Ma Shujun, Liu Qi, Yu Yantao, Luo Yu, Wang Shiliang
Opt Express. 2021 Aug 2;29(16):24928-24946. doi: 10.1364/OE.430524.
Based on the hologram inpainting via a two-stage Generative Adversarial Network (GAN), we present a precise phase aberration compensation method in digital holographic microscopy (DHM). In the proposed methodology, the interference fringes of the sample area in the hologram are firstly removed by the background segmentation via edge detection and morphological image processing. The vacancy area is then inpainted with the fringes generated by a deep learning algorithm. The image inpainting finally results in a sample-free reference hologram containing the total aberration of the system. The phase aberrations could be deleted by subtracting the unwrapped phase of the sample-free hologram from our inpainting network results, in no need of any complex spectrum centering procedure, prior knowledge of the system, or manual intervention. With a full and proper training of the two-stage GAN, our approach can robustly realize a distinct phase mapping, which overcomes the drawbacks of multiple iterations, noise interference or limited field of view in the recent methods using self-extension, Zernike polynomials fitting (ZPF) or geometrical transformations. The validity of the proposed procedure is confirmed by measuring the surface of preprocessed silicon wafer with a Michelson interferometer digital holographic inspection platform. The results of our experiment indicate the viability and accuracy of the presented method. Additionally, this work can pave the way for the evaluation of new applications of GAN in DHM.

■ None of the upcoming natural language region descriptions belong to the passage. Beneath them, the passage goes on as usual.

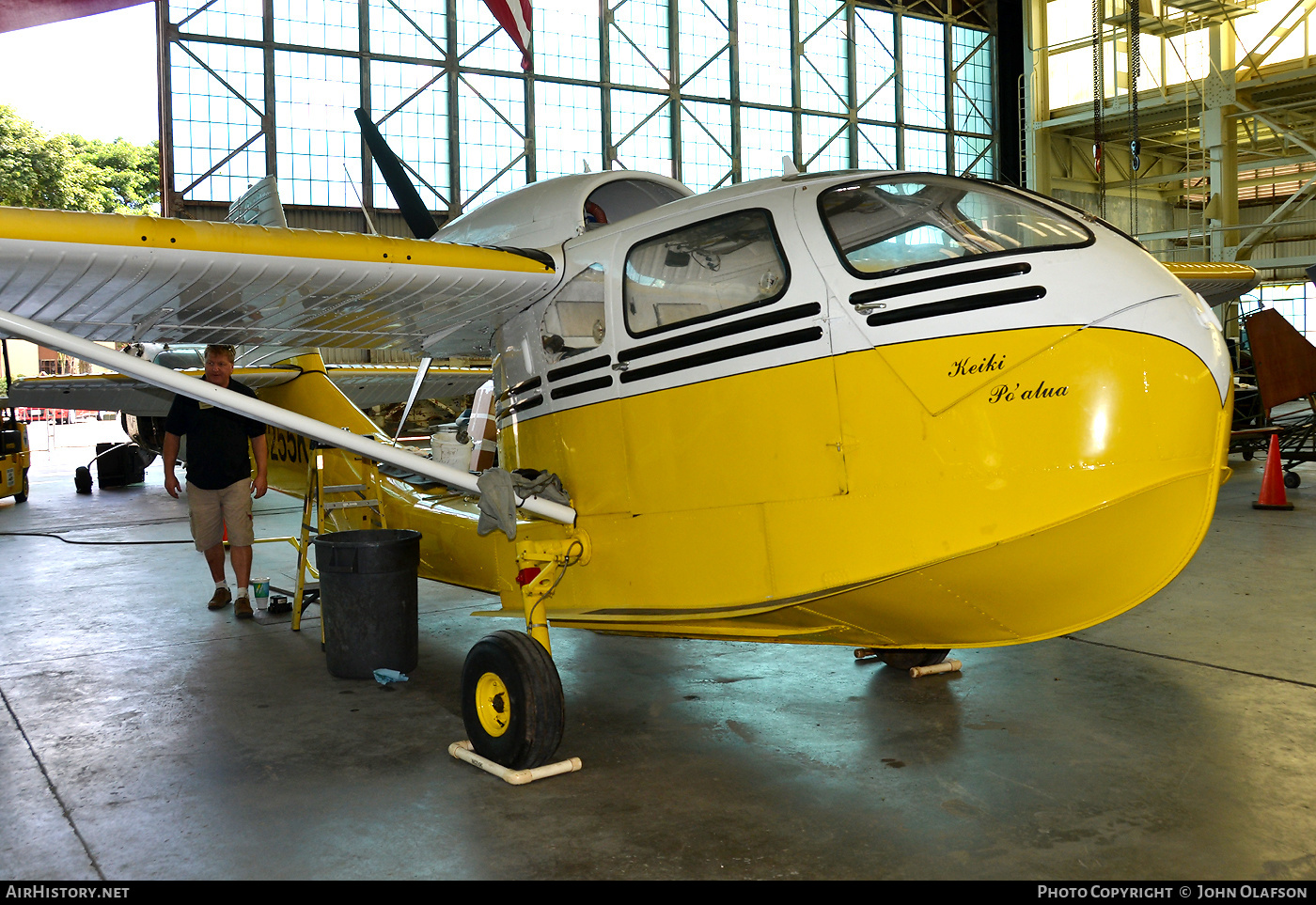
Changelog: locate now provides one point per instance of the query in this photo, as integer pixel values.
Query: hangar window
(879, 226)
(703, 272)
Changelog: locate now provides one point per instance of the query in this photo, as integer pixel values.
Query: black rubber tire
(535, 705)
(908, 658)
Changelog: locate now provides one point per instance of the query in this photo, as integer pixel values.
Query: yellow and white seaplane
(895, 411)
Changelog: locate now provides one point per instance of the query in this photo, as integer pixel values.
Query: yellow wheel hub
(493, 704)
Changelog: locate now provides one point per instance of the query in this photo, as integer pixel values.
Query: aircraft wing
(1216, 282)
(364, 384)
(131, 279)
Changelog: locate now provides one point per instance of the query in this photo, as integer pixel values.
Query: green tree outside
(70, 173)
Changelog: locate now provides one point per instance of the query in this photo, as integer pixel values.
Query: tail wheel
(911, 658)
(512, 700)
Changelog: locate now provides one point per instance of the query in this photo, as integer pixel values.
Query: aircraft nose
(1181, 318)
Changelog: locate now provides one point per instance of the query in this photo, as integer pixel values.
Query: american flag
(515, 19)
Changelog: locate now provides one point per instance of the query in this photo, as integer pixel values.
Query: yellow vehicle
(877, 410)
(15, 454)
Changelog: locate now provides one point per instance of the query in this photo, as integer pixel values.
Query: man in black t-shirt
(219, 476)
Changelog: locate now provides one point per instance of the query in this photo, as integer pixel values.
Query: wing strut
(167, 379)
(411, 400)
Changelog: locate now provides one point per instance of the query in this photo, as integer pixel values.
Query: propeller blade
(417, 216)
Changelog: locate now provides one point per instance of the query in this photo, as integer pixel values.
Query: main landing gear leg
(512, 701)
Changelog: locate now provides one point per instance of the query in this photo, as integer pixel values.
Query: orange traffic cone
(1273, 481)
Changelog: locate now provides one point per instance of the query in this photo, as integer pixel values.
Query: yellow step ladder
(325, 499)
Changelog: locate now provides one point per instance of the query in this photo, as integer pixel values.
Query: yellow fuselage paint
(964, 491)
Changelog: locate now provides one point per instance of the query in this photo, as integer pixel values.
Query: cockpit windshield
(894, 223)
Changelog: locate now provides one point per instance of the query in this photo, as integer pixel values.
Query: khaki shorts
(211, 510)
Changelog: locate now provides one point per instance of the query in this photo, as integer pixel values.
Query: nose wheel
(512, 701)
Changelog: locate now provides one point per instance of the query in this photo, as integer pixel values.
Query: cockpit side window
(879, 226)
(703, 272)
(574, 321)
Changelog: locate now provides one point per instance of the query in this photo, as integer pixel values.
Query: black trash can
(368, 599)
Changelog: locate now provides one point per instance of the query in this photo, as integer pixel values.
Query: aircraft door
(559, 408)
(727, 385)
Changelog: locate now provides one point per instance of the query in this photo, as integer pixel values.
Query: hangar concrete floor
(148, 738)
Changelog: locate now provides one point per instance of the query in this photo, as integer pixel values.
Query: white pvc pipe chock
(463, 750)
(949, 665)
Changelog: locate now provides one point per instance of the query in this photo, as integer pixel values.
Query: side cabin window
(574, 321)
(881, 226)
(703, 272)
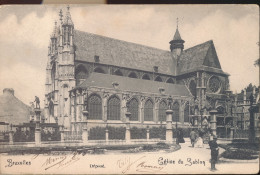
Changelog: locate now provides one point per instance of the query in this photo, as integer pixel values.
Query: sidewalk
(234, 166)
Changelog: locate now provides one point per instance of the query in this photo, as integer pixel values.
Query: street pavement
(184, 161)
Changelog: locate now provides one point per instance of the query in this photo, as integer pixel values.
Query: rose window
(214, 84)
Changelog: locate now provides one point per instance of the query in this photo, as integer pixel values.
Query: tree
(257, 62)
(249, 88)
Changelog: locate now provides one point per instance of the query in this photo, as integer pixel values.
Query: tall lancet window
(176, 112)
(95, 107)
(133, 109)
(113, 108)
(148, 110)
(186, 113)
(162, 111)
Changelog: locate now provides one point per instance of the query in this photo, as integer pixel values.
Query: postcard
(129, 89)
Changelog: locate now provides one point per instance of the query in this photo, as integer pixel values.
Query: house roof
(133, 84)
(177, 35)
(199, 57)
(12, 110)
(135, 56)
(121, 53)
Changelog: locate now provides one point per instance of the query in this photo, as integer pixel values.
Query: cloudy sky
(25, 32)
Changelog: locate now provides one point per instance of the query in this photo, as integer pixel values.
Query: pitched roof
(133, 84)
(177, 35)
(199, 56)
(121, 53)
(12, 110)
(135, 56)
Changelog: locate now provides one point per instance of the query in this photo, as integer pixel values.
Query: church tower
(60, 71)
(176, 46)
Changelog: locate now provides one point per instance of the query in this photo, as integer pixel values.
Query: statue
(37, 102)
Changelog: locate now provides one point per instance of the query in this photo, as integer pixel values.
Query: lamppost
(85, 127)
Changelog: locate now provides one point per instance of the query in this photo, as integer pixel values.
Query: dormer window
(155, 68)
(162, 90)
(115, 85)
(96, 57)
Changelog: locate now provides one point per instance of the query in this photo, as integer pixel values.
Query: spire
(177, 35)
(177, 41)
(61, 15)
(55, 31)
(67, 20)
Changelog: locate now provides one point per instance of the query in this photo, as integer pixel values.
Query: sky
(25, 32)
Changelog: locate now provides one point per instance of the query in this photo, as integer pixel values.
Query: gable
(121, 53)
(211, 59)
(193, 57)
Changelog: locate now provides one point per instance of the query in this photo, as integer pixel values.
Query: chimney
(8, 91)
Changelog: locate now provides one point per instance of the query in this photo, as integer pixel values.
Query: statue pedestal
(169, 132)
(37, 137)
(85, 136)
(107, 136)
(127, 132)
(37, 128)
(11, 137)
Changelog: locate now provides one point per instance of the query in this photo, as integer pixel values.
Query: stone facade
(74, 56)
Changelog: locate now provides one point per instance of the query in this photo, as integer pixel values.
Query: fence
(239, 133)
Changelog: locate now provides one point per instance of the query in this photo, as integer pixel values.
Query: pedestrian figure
(214, 152)
(193, 137)
(37, 102)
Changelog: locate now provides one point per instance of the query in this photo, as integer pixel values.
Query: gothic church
(108, 77)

基于通过两阶段生成对抗网络(GAN)进行的全息图修复,我们提出了一种数字全息显微镜(DHM)中的精确相位像差补偿方法。在所提出的方法中,首先通过边缘检测和形态图像处理进行背景分割,去除全息图中样品区域的干涉条纹。然后用深度学习算法生成的条纹对空缺区域进行修复。图像修复最终得到一个包含系统总像差的无样品参考全息图。通过从我们的修复网络结果中减去无样品全息图的展开相位,可以消除相位像差,无需任何复杂的频谱居中程序、系统的先验知识或人工干预。通过对两阶段GAN进行充分且适当的训练,我们的方法能够稳健地实现清晰的相位映射,克服了最近使用自扩展、泽尼克多项式拟合(ZPF)或几何变换的方法中多次迭代、噪声干扰或视野有限的缺点。使用迈克尔逊干涉仪数字全息检测平台测量预处理后的硅片表面,证实了所提出程序的有效性。我们的实验结果表明了所提出方法的可行性和准确性。此外,这项工作可为评估GAN在DHM中的新应用铺平道路。